Bereits bei der Entwicklung der Stadt in der Zeit der Römer, als der Ort zunächst zur Provinz Gallia Belgica, später dann zur um 85 n. Chr. gegründeten Provinz Germania superior (Obergermanien) gehörte, diente dieser hügelige Teil auf der linken Seite der Limmat als Stellung für das Kastell Zürich. So fand man 1747 am heutigen Lindenhof einen römischen Grabstein des Lucius Aelius Urbicus mit der bisher ältesten Nennung der Stadt; eine Kopie steht an der Pfalzgasse beim Aufgang zum Lindenhof. Die auf das 2. Jahrhundert datierte Bezeichnung STAtionis TURICensis weist auf eine römische Zollstation mit dem Namen Turicum hin. Stärker befestigt wurde das Plateau vermutlich erst nach 365 n. Chr. als Truppenstation bei der Befestigung der Rheingrenze durch Kaiser Valentinian I. Die unteren Schichten der Stützmauer des Lindenhofs zur Limmat hin gehen wahrscheinlich noch auf die römische Kastellmauer zurück.
Während der Einwanderung der Alamannen im Zuge der Völkerwanderung zu Beginn des 5. Jahrhunderts blieb das Kastell auf dem Lindenhof bestehen (siehe auch: Geschichte der Stadt Zürich).

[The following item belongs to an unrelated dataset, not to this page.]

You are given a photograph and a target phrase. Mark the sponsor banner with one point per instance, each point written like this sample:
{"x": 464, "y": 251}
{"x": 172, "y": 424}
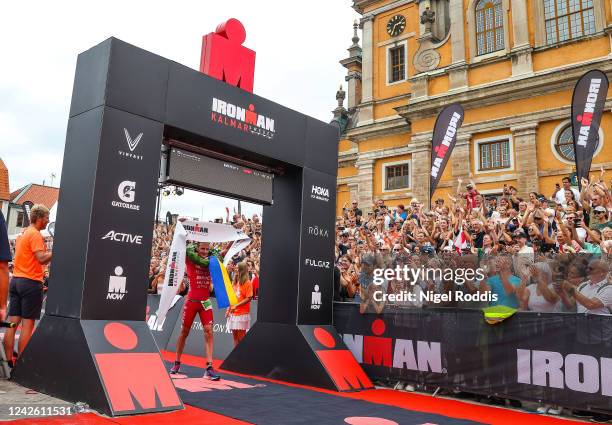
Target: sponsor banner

Im Frühmittelalter entstand auf dem Hügel eine Königspfalz. Ein erstes Pfalzgebäude entstand innerhalb der Mauern des Kastells im 9. oder 10. Jhdt. – vielleicht erbaut durch die Karolinger oder die Herzöge von Schwaben. Wahrscheinlich im frühen 11. Jahrhundert wurde dieser Komplex wieder abgerissen und durch eine monumentale neue Königspfalz der Ottonen oder ihrer Nachfolger, der Salier, ersetzt, die dem Hof bis 1055 regelmässig als Residenz-, Versammlungs- und Festort diente. Am Weihnachtsfest 1055 verlobte hier Kaiser Heinrich III. seinen erst vierjährigen Sohn, den späteren Heinrich IV., mit der ein Jahr jüngeren Bertha von Turin.
Im späten 11. und im 12. Jahrhundert wurde diese Anlage wahrscheinlich durch die Grafen von Lenzburg in zwei Etappen zu einer Burg mit zwei grossen Türmen ausgebaut, bevor sie im 13. Jahrhundert zerstört wurde.[1] 1173 starben die Lenzburger aus, 1218 ebenso die Grafen von Zähringen. Danach wurde die Burg wohl abgetragen.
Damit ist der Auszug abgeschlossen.